All other constructions in human history – trade, disarmament, and human rights – are built stone by stone, agreement on agreement. Unfortunately, the alternative to the Cancún-agreement would not be a better, more ambitious and legal binding climate deal that would have ensured that we would get global warming under control.
Without the Cancún-agreements, we would have been left with the far less comprehensive and binding Copenhagen Accord. It would have been a huge set-back in the international climate negotiations. The UN would have been discredited, and then it would indeed have been a reason to fear that the big countries would have enhanced their influence at the cost of the poor.
Bolivia’s “braveness” was about to block the whole agreement. Bolivia had a lot of good suggestions that is easy to agree on – but it wasn’t politically possible. If you want to get anywhere in politics, and in life, you have to compromise. Sometimes it is necessary to walk step by step to reach your goal in the future. Bolivia doesn’t deserve any support for its “lonely-walk”. We were many trying to get them on the right track. Cuba, Venezuela and Ecuador, for example, and Norway.
The Cancún-agreement delivers too little when it comes to emission reductions. We are far from the 2-degrees target. But the countries agreed on a process that might lead to stronger commitments.
In 2011, we will negotiate global mitigation targets towards 2050. Norway, and many with us, will work to strengthen the ambitions and the deal. The Cancún-agreement is a balanced compromise in the right meaning of the word. Everybody had to give and take. That is why the island states also supported the agreement and worked actively to get consensus in the last phase.
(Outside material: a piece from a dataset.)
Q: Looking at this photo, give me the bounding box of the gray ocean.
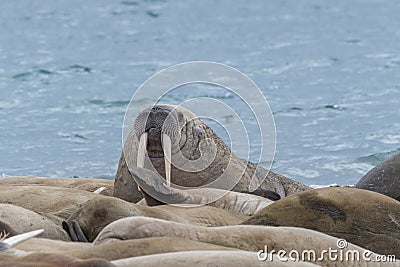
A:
[0,0,400,185]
Norway wants the Kyoto protocol to be the foundation for a new international regime that includes all countries. We didn’t get as far as we wanted in Cancún and the agreement shows that this road is still long. The Kyoto-problem is not solved, but we can’t let that stop us from finding solutions on many other areas, as mitigation, adaptation, measurement, reporting and verification mechanisms, rainforest protection and finance. The deal is anchoring the mitigation targets from the Copenhagen Accord and encourages the countries to strengthen their emission targets.
In 2011 we will negotiate what legal form we can get on an inclusive and global climate agreement. In 2015 the whole agreement will be reviewed to see if it is a sufficient answer to the global climate challenge.
The Cancún-agreement gives a large space for countries to propose individual initiatives. Now, we are starting the work to secure further progress in Durban. This is high priority for Norway. I am glad that Lan Marie Berg and Florent Baarsch are emphasizing the need to mobilize the climate movement. We need your help to pull the negotiations in the right direction!
Erik Solheim, Minister for the Environment and Development.